1. Cloud Infrastructure Provisioning

Organizations utilize Ansible to automate the provisioning of cloud resources across platforms like AWS, Azure, and Google Cloud. For instance, a company can use Ansible playbooks to launch EC2 instances, configure networking, and deploy applications consistently across multiple environments.

2. Network Device Automation

Network engineers employ Ansible to automate the configuration of network devices such as routers, switches, and firewalls. This includes tasks like setting up VLANs, applying security policies, and ensuring compliance with network standards, leading to consistent and error-free network configurations.

3. Security and Compliance Enforcement

Ansible assists in automating security configurations and compliance checks across IT infrastructures. Organizations use Ansible playbooks to enforce security policies, manage user permissions, and apply patches, ensuring systems are secure and compliant with industry standards.

4. Disaster Recovery Automation

In disaster recovery scenarios, Ansible automates the restoration of services by executing predefined playbooks that restore configurations, reinstall software, and reapply settings, minimizing downtime and ensuring business continuity.

5. Application Deployment and CI/CD Integration

Development teams integrate Ansible into their CI/CD pipelines to automate the deployment of applications.
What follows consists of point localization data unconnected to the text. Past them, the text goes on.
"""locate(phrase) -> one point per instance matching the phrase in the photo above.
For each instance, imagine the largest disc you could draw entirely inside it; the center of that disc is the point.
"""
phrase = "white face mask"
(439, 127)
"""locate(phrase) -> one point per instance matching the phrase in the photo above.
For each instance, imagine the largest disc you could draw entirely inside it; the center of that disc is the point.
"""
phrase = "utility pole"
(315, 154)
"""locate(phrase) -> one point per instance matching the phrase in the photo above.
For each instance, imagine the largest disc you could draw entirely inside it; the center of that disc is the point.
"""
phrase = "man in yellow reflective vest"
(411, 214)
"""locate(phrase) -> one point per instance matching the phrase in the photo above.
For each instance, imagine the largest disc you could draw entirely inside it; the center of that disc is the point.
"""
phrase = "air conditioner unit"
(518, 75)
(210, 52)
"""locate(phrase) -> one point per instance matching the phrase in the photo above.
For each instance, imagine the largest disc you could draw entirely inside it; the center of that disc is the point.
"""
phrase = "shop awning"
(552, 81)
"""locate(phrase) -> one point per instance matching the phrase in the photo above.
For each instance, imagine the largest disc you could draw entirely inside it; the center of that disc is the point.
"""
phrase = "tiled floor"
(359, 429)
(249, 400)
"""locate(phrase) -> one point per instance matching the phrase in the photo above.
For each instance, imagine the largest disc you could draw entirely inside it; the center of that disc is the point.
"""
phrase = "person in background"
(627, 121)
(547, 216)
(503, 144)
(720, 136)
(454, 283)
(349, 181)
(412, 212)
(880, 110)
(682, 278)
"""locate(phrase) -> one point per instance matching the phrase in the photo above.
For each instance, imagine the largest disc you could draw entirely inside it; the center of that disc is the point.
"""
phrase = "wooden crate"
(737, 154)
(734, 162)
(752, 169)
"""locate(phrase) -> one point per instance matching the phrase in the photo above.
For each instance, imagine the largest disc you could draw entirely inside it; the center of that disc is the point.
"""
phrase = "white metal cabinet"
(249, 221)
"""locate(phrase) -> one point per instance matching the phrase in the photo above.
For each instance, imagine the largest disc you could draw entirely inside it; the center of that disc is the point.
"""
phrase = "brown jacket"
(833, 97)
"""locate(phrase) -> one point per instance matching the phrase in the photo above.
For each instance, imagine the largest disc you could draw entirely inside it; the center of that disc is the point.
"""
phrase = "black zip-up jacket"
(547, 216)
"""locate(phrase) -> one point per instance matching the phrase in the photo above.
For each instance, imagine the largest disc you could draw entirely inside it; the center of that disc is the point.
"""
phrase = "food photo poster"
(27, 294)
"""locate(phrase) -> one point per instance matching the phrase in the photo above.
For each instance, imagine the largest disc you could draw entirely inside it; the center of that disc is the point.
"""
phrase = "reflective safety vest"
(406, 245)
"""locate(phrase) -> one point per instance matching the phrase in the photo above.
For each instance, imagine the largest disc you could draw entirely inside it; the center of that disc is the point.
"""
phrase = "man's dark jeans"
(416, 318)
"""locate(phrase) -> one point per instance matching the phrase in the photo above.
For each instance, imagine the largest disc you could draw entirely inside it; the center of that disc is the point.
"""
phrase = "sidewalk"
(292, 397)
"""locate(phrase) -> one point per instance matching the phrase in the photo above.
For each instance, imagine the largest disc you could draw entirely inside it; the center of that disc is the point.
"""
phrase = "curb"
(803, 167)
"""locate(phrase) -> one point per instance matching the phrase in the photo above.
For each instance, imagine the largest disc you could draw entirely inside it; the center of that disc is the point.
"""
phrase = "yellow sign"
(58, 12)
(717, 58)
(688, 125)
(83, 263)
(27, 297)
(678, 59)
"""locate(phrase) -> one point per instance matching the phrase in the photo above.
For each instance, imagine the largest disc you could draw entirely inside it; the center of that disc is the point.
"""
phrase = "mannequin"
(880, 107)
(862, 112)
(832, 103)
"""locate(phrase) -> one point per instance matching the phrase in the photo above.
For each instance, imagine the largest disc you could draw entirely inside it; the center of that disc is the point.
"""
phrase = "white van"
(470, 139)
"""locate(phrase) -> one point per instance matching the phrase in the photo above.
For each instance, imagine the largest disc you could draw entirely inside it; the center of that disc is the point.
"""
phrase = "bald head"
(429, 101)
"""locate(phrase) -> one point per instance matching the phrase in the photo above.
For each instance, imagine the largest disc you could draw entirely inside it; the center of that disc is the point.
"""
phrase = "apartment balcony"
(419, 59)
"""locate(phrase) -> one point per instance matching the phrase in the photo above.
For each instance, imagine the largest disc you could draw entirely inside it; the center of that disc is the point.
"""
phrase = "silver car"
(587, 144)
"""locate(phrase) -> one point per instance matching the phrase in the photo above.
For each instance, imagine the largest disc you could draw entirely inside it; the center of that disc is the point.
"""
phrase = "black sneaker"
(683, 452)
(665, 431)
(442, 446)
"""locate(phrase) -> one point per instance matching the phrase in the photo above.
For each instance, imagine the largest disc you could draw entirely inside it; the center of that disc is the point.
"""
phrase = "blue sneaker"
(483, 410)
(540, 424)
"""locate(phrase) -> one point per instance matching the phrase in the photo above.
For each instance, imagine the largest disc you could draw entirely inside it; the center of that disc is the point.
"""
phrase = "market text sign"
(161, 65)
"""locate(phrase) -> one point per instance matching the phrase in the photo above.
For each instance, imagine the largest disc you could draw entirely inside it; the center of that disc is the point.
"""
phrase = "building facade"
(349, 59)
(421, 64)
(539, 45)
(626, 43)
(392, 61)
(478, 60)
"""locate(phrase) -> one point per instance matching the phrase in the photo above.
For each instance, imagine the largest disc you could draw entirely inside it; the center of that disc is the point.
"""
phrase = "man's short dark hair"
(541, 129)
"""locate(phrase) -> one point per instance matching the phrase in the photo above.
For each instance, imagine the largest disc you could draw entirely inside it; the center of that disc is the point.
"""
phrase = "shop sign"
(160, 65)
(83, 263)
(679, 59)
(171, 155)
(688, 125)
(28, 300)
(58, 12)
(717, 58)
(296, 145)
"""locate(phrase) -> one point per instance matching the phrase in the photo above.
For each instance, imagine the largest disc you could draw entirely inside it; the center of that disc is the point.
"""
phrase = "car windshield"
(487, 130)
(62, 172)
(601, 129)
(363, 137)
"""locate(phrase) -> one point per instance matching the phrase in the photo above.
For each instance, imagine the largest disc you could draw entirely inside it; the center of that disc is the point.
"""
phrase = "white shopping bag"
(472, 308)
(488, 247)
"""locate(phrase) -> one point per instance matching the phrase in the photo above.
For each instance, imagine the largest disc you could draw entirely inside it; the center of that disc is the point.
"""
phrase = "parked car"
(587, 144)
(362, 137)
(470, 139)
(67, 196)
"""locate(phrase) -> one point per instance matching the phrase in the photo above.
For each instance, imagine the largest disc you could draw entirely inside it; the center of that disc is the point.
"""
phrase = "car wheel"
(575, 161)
Ansible playbooks can automate tasks like pulling the latest code, running tests, and deploying applications to various environments, facilitating continuous integration and delivery.

Ansible Playbook With Example

These are the ordered list of tasks that are saved so you can run those tasks in that order repeatedly. Playbooks are written in YAML and are easy to read, write, share and understand. Ansible playbooks can perform wide variety of tasks as mentioned below

1. Deploying and configuring applications
2. Managing system configurations
3. Orchestrating complex workflows

Example

The language used to write Ansible playbooks is YAML, which is human-readable. The following sections will cover the structure and examples of Ansible playbooks.

---
- name: Setup Apache Web Server
  hosts: webservers  # Target group defined in Inventory
  become: true       # Execute commands with sudo/root privileges

  tasks:
    - name: Install apache2 package
      apt:
        name: apache2
        state: present
        update_cache: yes

    - name: Start and enable Apache service
      service:
        name: apache2
        state: started
        enabled: yes

    - name: Create a custom index.html
      copy:
        dest: /var/www/html/index.html
        content: "<h1>Welcome to Ansible Automation!</h1>"

Explanation of the Playbook:

• hosts: webservers: Targets only the servers grouped under "webservers" in the inventory file.
• become: true: Tells Ansible to use sudo to run these commands (since installing software requires root permissions).
• tasks: The list of actions to perform.
• The apt module installs the package.
• The service module ensures the server is running and will start automatically on reboot (enabled: yes).
• The copy module writes a file to the remote server.